The Third Symphony is a more Romantic, if still quite stormy work than the Second, though some listeners have found its ethereal and otherworldly character somewhat challenging. The symphony is based on Prokofiev's fantastic opera The Fiery Angel, which involves demonic possession and other horrors, a work not far in spirit from The Exorcist. Jurowski points up the richly beautiful but agitated character of the two main themes in the first movement and goes on to deliver one of the best accounts of the development section ever put on record. The march at the climax comes across with great power and, unlike so many other recordings, at a fairly moderate tempo, the only way to play this music effectively. So many Russian conductors rush this section, giving it a jazzy, almost lighthearted, sassy character that usually doesn't work.

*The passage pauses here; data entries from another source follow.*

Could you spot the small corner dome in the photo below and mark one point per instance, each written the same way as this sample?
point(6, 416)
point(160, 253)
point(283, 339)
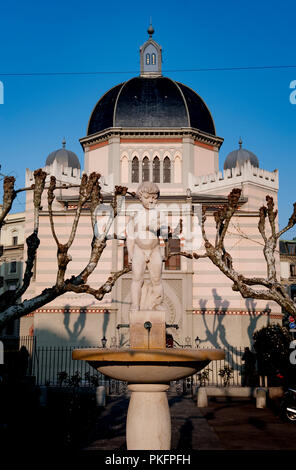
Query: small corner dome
point(63, 157)
point(237, 158)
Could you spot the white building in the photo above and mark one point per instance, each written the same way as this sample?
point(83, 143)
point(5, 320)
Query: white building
point(154, 128)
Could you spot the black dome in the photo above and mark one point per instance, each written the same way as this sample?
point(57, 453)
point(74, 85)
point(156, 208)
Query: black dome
point(144, 102)
point(63, 157)
point(237, 158)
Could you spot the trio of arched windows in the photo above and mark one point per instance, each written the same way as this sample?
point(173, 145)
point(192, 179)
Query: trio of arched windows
point(150, 59)
point(155, 170)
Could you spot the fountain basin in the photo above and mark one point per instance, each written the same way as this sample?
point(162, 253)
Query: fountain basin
point(147, 366)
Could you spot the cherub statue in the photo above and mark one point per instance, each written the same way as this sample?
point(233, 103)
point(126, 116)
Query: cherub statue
point(143, 231)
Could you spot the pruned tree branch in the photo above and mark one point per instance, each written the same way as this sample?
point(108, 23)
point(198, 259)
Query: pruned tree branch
point(272, 288)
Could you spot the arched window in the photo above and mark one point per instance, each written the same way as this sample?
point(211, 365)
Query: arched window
point(156, 170)
point(124, 170)
point(135, 170)
point(125, 255)
point(173, 245)
point(145, 169)
point(177, 170)
point(167, 170)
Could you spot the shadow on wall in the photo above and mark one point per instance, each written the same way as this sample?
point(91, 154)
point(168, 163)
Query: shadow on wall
point(217, 334)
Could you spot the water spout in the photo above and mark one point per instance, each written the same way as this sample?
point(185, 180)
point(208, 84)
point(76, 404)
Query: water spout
point(148, 326)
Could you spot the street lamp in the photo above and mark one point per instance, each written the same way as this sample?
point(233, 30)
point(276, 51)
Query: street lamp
point(197, 341)
point(104, 341)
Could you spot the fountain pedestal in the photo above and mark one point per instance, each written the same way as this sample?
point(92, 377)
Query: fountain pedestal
point(148, 425)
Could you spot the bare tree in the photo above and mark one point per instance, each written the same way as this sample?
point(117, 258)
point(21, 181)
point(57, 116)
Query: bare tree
point(11, 306)
point(269, 288)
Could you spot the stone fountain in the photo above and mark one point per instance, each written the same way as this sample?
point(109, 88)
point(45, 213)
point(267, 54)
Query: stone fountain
point(148, 366)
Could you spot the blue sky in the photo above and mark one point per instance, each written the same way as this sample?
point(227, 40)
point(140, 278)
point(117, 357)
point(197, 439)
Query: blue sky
point(38, 37)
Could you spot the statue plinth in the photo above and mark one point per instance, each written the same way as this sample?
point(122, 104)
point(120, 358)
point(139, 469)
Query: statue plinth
point(147, 338)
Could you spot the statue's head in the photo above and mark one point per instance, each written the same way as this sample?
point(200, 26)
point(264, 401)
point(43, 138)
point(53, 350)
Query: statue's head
point(148, 193)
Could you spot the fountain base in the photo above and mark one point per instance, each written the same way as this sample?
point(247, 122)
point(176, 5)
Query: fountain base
point(148, 425)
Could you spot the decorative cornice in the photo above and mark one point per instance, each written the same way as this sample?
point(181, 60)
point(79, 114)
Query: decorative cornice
point(257, 313)
point(71, 310)
point(150, 135)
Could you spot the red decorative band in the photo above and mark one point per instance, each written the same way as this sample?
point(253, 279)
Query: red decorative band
point(257, 313)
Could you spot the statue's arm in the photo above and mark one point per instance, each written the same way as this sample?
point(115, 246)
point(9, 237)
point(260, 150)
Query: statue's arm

The remaining movements are delivered with the same kind of intelligence and artistry. Like the Second, this account of the Third is one of the finest on record. The State Academic Orchestra of Russia plays brilliantly in both works, obviously showing a kinship and idiomatic grasp of the musical style of Prokofiev. Now there are many fine recordings of these two symphonies to choose from: Alsop, Karabits and Gergiev/Chandos (not part of either of his cycles) in the Second; Muti/Philips, Leinsdorf/Sony, and Kitayenko/Capriccio & Phoenix Editions in the Third, to name just a few of the better ones of each. In the end, I would have no problem selecting Jurowski as a top choice in these two symphonies. So far, his cycle of Prokofiev symphonies promises to be among the finest. Excellent sound reproduction by Pentatone rounds out this fine SACD. Highest recommendations!